Quand on tombe, au bout d’un moment, on finit dans les flammes. En plus d’être percutante, la douleur nous brûle alors jusqu’au plus profond de notre être. Mais on ne termine pas en enfer, on le traverse. D’un sens, ou dans l’autre, on finit toujours par en sortir - jamais indemne, mais on en sort. Quand on tombe encore plus bas, on chute dans des ténèbres sans fond. Là, il ne demeure plus rien, si ce n’est le souvenir de douleurs interminables - le souvenir de l’enfer après l’enfer. »

- Mon avis sur le livre -

Quand j’ai pris connaissance du résumé de ce court roman, je me suis dit en souriant « Ca y est, il récidive ! Encore une préquelle de Le temps d’une étoile ! Il en a combien en stock ?! ». Il faut dire que jusqu’à présent, j’étais plutôt frileuse vis-à-vis de ces « romans dérivés », mais Demain les hommes m’avait réconciliée avec ce concept, et c’est donc les yeux fermés que je me suis lancée dans celui-ci … Grosse erreur ! Sinon, j’aurai sans aucun doute prêté attention à la petite étiquette « horreur » glissé par l’auteur sur Simplement.pro. Vous le savez, étant hypersensible, c’est un genre que j’ai tendance à éviter … ou du moins, que je m’efforce de lire dans des moments propices (c’est-à-dire où je ne suis ni déprimée ni angoissée). Or, n’ayant absolument aucune idée de ce qui m’attendait, je me suis allégrement lancée dans ce bref récit alors que je n’étais pas dans une forme morale mirobolante … et je l’ai regretté, car vous allez vite vous en rendre compte, ce roman n’a rien d’un conte de fée !

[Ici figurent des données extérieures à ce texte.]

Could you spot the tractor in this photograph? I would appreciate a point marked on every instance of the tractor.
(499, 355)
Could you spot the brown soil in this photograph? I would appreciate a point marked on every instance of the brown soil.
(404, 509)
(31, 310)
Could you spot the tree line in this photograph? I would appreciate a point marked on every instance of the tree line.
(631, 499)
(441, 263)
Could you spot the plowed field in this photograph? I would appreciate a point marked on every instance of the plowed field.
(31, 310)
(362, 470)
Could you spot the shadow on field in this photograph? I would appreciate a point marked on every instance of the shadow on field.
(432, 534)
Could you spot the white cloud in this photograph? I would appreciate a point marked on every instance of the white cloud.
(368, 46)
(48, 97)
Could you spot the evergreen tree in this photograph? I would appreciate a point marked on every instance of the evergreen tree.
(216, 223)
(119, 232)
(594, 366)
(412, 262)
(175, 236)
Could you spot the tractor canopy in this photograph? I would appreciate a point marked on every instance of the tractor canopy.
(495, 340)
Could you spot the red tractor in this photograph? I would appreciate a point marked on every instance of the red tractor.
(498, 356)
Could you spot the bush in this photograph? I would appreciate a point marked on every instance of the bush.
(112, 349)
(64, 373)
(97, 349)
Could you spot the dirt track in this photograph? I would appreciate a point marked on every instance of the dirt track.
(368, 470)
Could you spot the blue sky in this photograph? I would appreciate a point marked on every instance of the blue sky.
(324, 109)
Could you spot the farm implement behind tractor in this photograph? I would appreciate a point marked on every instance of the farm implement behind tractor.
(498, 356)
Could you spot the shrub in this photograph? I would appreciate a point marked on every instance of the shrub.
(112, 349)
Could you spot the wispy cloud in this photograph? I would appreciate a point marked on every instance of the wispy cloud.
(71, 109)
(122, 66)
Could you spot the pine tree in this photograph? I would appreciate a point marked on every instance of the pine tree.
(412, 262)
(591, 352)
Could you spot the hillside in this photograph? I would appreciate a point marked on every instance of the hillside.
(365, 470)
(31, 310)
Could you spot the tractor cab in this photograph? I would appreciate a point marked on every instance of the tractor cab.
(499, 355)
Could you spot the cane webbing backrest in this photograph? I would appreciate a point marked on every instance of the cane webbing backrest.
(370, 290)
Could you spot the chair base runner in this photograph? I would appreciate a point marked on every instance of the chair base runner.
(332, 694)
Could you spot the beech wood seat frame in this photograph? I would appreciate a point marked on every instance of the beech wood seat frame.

2 janvier 2112. L’apocalypse se déchaine sur le monde : une éruption solaire à la puissance inédite a tout dévasté sur son passage, et toute la technologie humaine sature, faisant des centaines de milliers de victimes en l’espace de quelques secondes. Les piles nucléaires explosent à leur tour, et c’est un immense nuage radioactif qui prend le relais pour tuer tous les malheureux qui n’ont pas eu le réflexe de se calfeutrer. Liv n’est qu’une enfant lorsqu’elle se retrouve orpheline, amputée d’une main, dans ce monde à l’agonie. Recueillie par Alex, un homme aussi solitaire que débrouillard, l’enfant passe plusieurs années cloitrée dans un entrepôt, fort heureusement rempli de victuailles leur permettant de survivre dans des conditions acceptables. Jusqu’au jour où les « oiseaux » débarquent chez eux : après une grosse frayeur, les voici invités à rejoindre le Nid, siège de la communauté, à condition de partager leurs ressources. Tout semble aller pour le mieux, jusqu’à ce que les stocks s’effilochent et que débarquent de nouveaux inconnus, autrement plus dangereux … 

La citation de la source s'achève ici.